Cooling nuclear reactors and spent fuel pools, radioactive dust suppression and building protective encasements are the top priorities for Japan's crippled Fukushima plant, experts said on Tuesday.

"I don't think the construction of protective reactor shells can be avoided but the question is what they will be like," Leonid Bolshakov, director of the Nuclear Energy Safety Institute, said in an interview with RIA Novosti.

Yet it is too soon to put the Fukushima accident in the same league with Chernobyl, he added.

"A total of 100 kilocuries of radioactive material has been released in Japan. I'd like to remind you that in the Chernobyl accident 50 megacuries were released," he said.

Other experts agree that the sarcophagus might be the best option to contain the accident.

"That's probably right," said Hugh Price, a retired Compliance Officer with EDF Energy.

"The fuel has partly melted, and escaped through the breach in the donut under the reactor, and the containment area. That has led to the high level of contamination outside the reactor," he said.

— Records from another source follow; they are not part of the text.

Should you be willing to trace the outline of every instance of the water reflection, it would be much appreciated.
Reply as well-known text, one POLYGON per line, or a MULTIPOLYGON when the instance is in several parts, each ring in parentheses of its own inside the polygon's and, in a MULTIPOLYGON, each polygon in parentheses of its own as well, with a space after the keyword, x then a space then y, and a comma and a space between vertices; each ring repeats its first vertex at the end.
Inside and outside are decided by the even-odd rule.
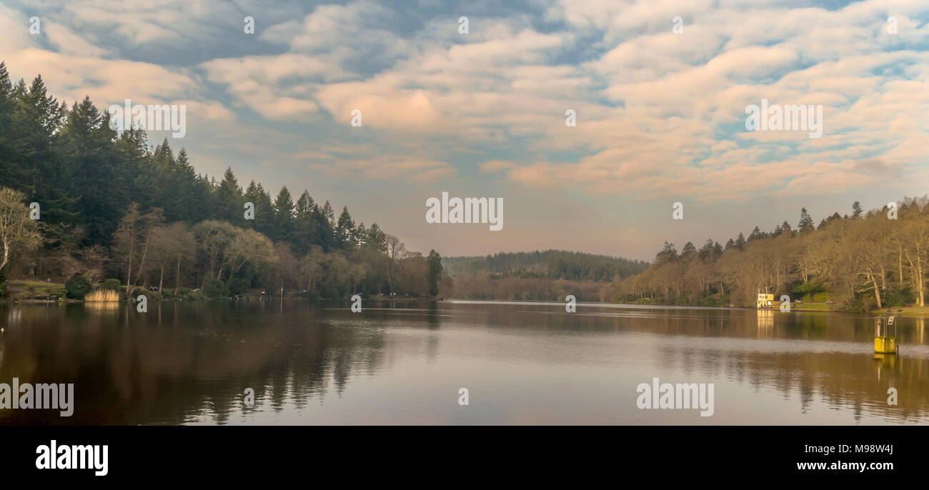
POLYGON ((0 382, 73 382, 73 417, 8 424, 925 423, 923 319, 560 303, 290 301, 0 306, 0 382), (652 377, 717 383, 711 419, 635 408, 652 377), (472 405, 456 403, 468 387, 472 405), (255 405, 243 391, 253 388, 255 405), (887 390, 898 392, 888 406, 887 390), (475 403, 477 401, 477 403, 475 403))

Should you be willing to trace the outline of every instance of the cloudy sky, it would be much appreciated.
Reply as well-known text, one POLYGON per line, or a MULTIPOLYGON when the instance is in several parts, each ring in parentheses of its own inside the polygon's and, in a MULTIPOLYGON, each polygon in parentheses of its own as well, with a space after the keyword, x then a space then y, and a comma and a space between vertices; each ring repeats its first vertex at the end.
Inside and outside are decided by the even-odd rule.
POLYGON ((183 138, 150 136, 198 171, 443 255, 651 259, 929 192, 925 0, 264 4, 3 0, 0 59, 69 104, 185 104, 183 138), (762 99, 823 106, 822 136, 747 131, 762 99), (502 198, 504 229, 427 224, 442 191, 502 198))

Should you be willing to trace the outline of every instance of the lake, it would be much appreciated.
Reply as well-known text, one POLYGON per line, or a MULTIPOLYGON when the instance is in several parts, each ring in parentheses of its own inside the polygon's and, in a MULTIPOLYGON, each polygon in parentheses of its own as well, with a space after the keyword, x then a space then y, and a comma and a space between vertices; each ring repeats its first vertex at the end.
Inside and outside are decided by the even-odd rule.
POLYGON ((929 422, 922 318, 897 317, 883 357, 873 316, 841 313, 274 299, 7 303, 0 318, 0 383, 74 385, 72 417, 0 424, 929 422), (713 415, 639 408, 655 378, 712 383, 713 415))

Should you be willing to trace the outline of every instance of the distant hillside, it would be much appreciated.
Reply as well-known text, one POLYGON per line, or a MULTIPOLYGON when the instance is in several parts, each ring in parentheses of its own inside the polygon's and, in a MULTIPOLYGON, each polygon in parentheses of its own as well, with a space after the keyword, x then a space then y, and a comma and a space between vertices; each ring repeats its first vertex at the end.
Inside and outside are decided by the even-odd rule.
POLYGON ((549 250, 496 253, 486 257, 443 257, 442 267, 449 276, 611 281, 616 276, 635 276, 648 268, 648 263, 549 250))

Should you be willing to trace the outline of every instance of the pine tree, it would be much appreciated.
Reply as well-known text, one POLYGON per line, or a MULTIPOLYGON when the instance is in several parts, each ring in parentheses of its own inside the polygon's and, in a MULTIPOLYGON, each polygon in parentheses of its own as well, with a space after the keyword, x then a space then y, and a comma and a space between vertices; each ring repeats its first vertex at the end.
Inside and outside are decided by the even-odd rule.
MULTIPOLYGON (((327 202, 328 203, 328 202, 327 202)), ((348 213, 348 206, 342 208, 342 214, 335 224, 335 246, 339 249, 350 249, 352 247, 352 237, 355 234, 355 222, 348 213)))
POLYGON ((435 250, 430 250, 425 263, 428 266, 429 296, 438 296, 438 281, 441 280, 442 276, 442 257, 435 250))
POLYGON ((274 200, 274 229, 271 239, 291 241, 294 239, 294 198, 287 187, 281 187, 274 200))
POLYGON ((806 208, 802 208, 800 210, 800 223, 797 225, 797 229, 800 231, 809 231, 813 229, 813 218, 810 217, 809 213, 806 213, 806 208))
MULTIPOLYGON (((232 168, 227 168, 223 180, 216 187, 216 200, 219 203, 220 218, 235 226, 242 225, 244 221, 244 196, 239 181, 232 174, 232 168)), ((257 219, 257 213, 255 213, 257 219)))

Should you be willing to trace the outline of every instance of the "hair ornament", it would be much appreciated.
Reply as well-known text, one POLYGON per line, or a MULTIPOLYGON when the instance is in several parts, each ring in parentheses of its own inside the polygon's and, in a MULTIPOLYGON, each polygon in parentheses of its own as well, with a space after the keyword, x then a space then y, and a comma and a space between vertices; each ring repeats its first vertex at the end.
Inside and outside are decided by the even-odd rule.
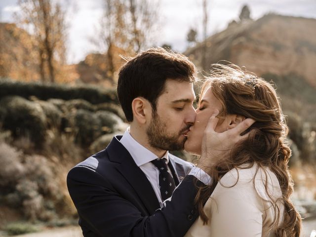
POLYGON ((254 92, 257 86, 257 77, 253 75, 246 75, 244 78, 245 85, 251 88, 254 92))

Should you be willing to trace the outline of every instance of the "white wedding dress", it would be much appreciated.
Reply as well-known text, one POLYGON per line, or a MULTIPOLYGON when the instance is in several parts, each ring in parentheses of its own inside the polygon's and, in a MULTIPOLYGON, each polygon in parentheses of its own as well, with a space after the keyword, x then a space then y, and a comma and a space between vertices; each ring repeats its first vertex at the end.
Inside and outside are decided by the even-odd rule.
POLYGON ((251 168, 234 169, 226 173, 204 206, 209 218, 208 224, 203 225, 199 217, 185 237, 275 236, 271 228, 275 228, 282 221, 284 206, 281 199, 276 202, 276 214, 277 216, 278 208, 280 219, 278 223, 275 222, 276 211, 268 193, 275 203, 282 198, 280 186, 269 168, 265 168, 266 175, 261 168, 256 174, 257 167, 255 163, 251 168))

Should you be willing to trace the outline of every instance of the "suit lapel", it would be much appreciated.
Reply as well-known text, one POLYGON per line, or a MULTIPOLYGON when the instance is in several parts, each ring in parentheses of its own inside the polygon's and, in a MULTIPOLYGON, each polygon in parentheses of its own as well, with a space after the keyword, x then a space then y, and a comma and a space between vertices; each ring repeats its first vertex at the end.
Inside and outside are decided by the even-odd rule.
POLYGON ((150 182, 142 170, 136 165, 128 152, 115 137, 107 148, 109 159, 120 163, 118 171, 125 177, 142 200, 150 214, 160 208, 159 202, 150 182))

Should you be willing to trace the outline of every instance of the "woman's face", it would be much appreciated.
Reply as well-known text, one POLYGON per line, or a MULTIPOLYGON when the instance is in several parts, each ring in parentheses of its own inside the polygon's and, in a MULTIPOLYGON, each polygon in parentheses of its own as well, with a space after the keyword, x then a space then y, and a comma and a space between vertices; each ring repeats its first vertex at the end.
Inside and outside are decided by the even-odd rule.
MULTIPOLYGON (((202 95, 199 106, 196 110, 196 121, 187 134, 188 137, 184 144, 184 150, 193 155, 201 155, 203 132, 207 122, 215 110, 221 111, 222 108, 219 100, 214 96, 211 88, 209 88, 202 95)), ((215 127, 215 131, 222 132, 229 129, 228 117, 230 116, 227 116, 224 120, 220 120, 215 127)))

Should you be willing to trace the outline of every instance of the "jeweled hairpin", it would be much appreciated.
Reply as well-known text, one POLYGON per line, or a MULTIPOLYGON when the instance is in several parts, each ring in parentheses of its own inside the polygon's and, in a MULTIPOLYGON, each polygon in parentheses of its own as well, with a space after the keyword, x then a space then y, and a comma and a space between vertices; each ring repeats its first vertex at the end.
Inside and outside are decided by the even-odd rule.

"What to do about it depends on the costs among other factors. It might be cheaper to flood the place with boronated water to soak up all the loose neutrons, as in a refueling operation, and then use remote vehicles to pick up all the fuel, but that won't be easy if it has all melted. So a sarcophagus is a likely option but probably not the only one."

The Fukushima Daiichi operator said earlier on Tuesday the consequences of the Fukushima accident could ultimately exceed the level of Chernobyl.

Officials from the Nuclear and Industrial Safety Agency (NISA) announced that the crisis level had been raised on the international nuclear and radiological event (INES) scale, putting the emergency on a par with Chernobyl.

"The radiation leak has not stopped completely and our concern is that the amount of leakage [of radiation] could eventually reach that of Chernobyl or exceed it," Kyodo news agency quoted the official from TEPCO as saying.

NISA said that Japan raised the severity level of the accident on Tuesday from the current 5 at the plant to the maximum 7 on an international scale, which the Chernobyl disaster was given in the former Soviet republic of Ukraine in 1986. The Chernobyl plant was previously the only nuclear disaster that had ever been rated at level 7.

A powerful quake and tsunami hit northeastern Japan on March 11 leaving more than 27,000 people dead or missing and disabling the cooling systems at Fukushima reactors. Radioactive elements were later found in the water, air and food products in some parts of Japan.